The new ISA allowance coming into force on 1st July means that savers could become ‘NISA millionaires’ in fewer years than ever before.

Fidelity Personal Investing has calculated that savers who use their full new ISA limit could be ISA millionaires – with £1m sheltered from the tax man – in their 25th year of investing instead of 29 years with the current allowance of £11,520.
 
Dubbed the ‘single, super ISA’, the NISA was borne out of this year’s Budget changes. It will be a simpler, more flexible version of the ISA as we know it. In addition to the increased  allowance, investors will be able to combine cash and stocks and shares savings, giving them freedom to hold a far broader range of investments  within this tax efficient wrapper.  With just three weeks to go until NISAs arrive, now is a good time for savers to consider if their savings are working hard enough to meet their goals.
 
While there are few ‘quick fixes’ to becoming a NISA millionaire, the top tip is to maximise your allowance and properly diversify your portfolio.  Most investors want the best of both worlds: growing their income quickly without taking too much risk and eroding their initial capital base by losing money. Unfortunately these two requirements are somewhat mutually exclusive – lower the risk and your investment return is likely to be reduced too, up the risk and your returns are likely to increase but so to do the risks of losing money.
 
Maike Currie, of Fidelity Personal Investing says: “Investing in cash is your least risky option.
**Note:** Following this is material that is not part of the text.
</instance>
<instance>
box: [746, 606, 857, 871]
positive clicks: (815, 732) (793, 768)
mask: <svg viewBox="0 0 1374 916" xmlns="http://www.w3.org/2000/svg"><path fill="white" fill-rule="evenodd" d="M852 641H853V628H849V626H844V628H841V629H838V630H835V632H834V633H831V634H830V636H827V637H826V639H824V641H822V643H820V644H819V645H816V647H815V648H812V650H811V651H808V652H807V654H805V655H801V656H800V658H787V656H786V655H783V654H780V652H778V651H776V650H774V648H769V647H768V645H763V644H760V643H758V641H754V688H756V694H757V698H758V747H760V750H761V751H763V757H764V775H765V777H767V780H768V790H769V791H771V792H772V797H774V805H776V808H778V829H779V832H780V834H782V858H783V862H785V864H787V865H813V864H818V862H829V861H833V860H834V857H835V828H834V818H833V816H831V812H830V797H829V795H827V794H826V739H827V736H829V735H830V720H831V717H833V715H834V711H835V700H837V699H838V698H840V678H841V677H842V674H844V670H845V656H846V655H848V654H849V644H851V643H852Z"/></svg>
However it is often said that no one ever became a millionaire by leaving their money in a cash account, and with interest rates at historic lows this is more true today than ever. While it is important to hold some cash as a ‘rainy day’ fund and some disposable cash to take advantage of new investment opportunities, the beauty of a stocks and shares ISA is that it allows you to invest in a wide range of investment vehicles such as bonds, equities and funds. The latter is a more risky option than a cash ISA as your money will be exposed to the vagaries of the stock market. However, the true value of a stocks and shares ISA will manifest itself over the long term. Over a long time horizon the ups and downs of the stock market can be smoothed out. The figures below show that investing in equities would have earned you thousands more, compared to saving through cash over the past ten years. For most savers, that will be too big a discrepancy to ignore.”         
 
Fidelity calculates that if a saver had invested £15,000 into the FTSE All Share index over a 10 year period   they would now be left with £35,218.50. If, however, they had invested £15,000 into the average UK savings account over the same period, they would be left with £16,582.65.  That’s a difference of £18,635.85.